A few days ago, I drove from our home to the Forum to make a Best Buy run. I swung by Paul’s house to bring him along for some window shopping. Before I knew it, I pulled the hybrid into the parking lot at the shopping center, shut off the ignition, and hopped blithely out of the car. After a few steps, I paused. I turned back to look at the car, at the traffic backed upon on the highway, and felt a shudder tremble through me because I couldn’t remember driving the familiar route. So engrossed in conversation, so focused upon my final destination, I had absolutely no recall of maneuvering from point A to point B. I hate it when I put myself on autopilot and always feel fortunate that I arrive at my destination safely.
All of us slip into this nearly hypnotic state occasionally. In my favorite “husband story” I enjoy recounting David’s diligence as a young father.
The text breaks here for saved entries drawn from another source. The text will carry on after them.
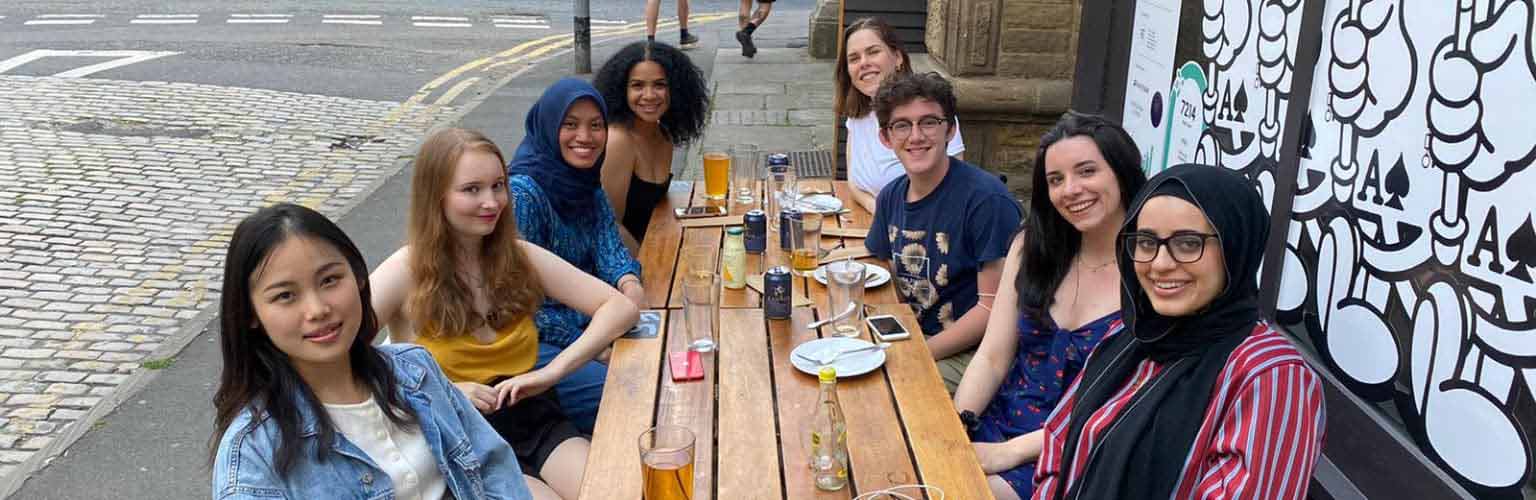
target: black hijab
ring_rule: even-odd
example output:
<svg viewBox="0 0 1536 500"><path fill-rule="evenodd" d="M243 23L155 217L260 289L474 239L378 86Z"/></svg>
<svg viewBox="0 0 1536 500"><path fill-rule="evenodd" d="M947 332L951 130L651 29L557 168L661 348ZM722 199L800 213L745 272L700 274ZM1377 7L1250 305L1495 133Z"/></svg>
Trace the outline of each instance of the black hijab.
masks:
<svg viewBox="0 0 1536 500"><path fill-rule="evenodd" d="M1094 350L1078 383L1077 402L1067 423L1061 477L1072 477L1078 440L1095 411L1123 387L1144 359L1164 364L1100 436L1071 490L1057 498L1169 498L1184 475L1184 462L1205 420L1211 391L1227 358L1260 320L1258 271L1269 238L1269 214L1246 178L1230 170L1179 165L1147 181L1126 213L1124 232L1137 229L1142 207L1173 196L1205 214L1220 241L1227 285L1211 303L1190 316L1169 317L1152 308L1136 280L1135 264L1120 252L1120 307L1126 332ZM1210 241L1205 257L1210 258Z"/></svg>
He changed an equal number of diapers, got up every other night for night changes and feedings, and tirelessly rocked Paul through numerous ear infections for two years. David quickly developed an evening routine to help smooth out our mornings. Every night, he boiled the baby bottles and carefully measured and mixed the formula. This drill became one he did effortlessly day after day. Each morning, I’d prepare Paul’s baby bag for his day with our sitter. I’d load in his favorite toys, extra clothing, a ton of diapers (we used fabric), and of course the bottles prepared the previous night. Imagine my irritation one morning when I discovered no bottles in the fridge! My tone of voice went beyond vexed and into total frustration because I relied upon David to do his chores the previous evening. As I ranted and raved, he defended himself, insisting that he had prepared the bottles. To this day I remember his total look of bafflement when he searched the fridge for formula. He began randomly opening various cabinets, and eventually discovered the bottles lined in precise rows in the pantry!
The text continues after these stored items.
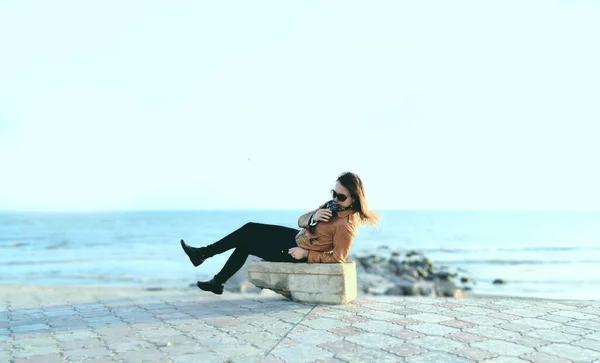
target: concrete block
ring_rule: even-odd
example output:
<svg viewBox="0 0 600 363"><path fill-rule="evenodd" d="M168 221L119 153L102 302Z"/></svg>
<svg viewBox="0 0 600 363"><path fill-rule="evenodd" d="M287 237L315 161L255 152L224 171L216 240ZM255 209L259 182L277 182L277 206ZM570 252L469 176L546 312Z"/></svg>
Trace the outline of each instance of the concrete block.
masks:
<svg viewBox="0 0 600 363"><path fill-rule="evenodd" d="M345 285L343 275L292 274L288 277L288 288L290 291L341 294Z"/></svg>
<svg viewBox="0 0 600 363"><path fill-rule="evenodd" d="M357 295L354 262L251 262L248 281L299 302L345 304Z"/></svg>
I haven’t the ability to hide my tendency to move onto autopilot. The entire neighborhood knows that I slip into this gray and fuzzy area. Fortunately, my neighbors graciously close and lock the car doors that I leave wide open. Sometimes they even bring in that last bag of potatoes left sitting in the back. Recently, I put the dogs out back in order to take Mom out the front. I have to prop open the front door to wheel her down the ramp. I loaded Mom into the car, swung her wheelchair into the back of the station wagon, double checked her seatbelt, and proceeded to drive away. When we returned two hours later, I stood in shocked amazement to find the front door propped wide open. I’d forgotten to even close it!
I’d like to rationalize and say that I have such an active life that I go into my autopilot mode as compensation. I’d like to offer excuses for my absentmindedness that would make me seem less flighty. I spend quite a bit of time thinking, thinking, thinking—about the next story, a previous story, a new “what if” scenario, a poetic line, a flitting piece of imagination that grabs my attention and won’t let hold. Creative minds just forget little details like putting away baby bottles or closing doors. However, I’m certain the reasons I go on autopilot run to the mundane—fatigue, inattentiveness, or age. I wonder, though, how many other people suffer from this same quirk?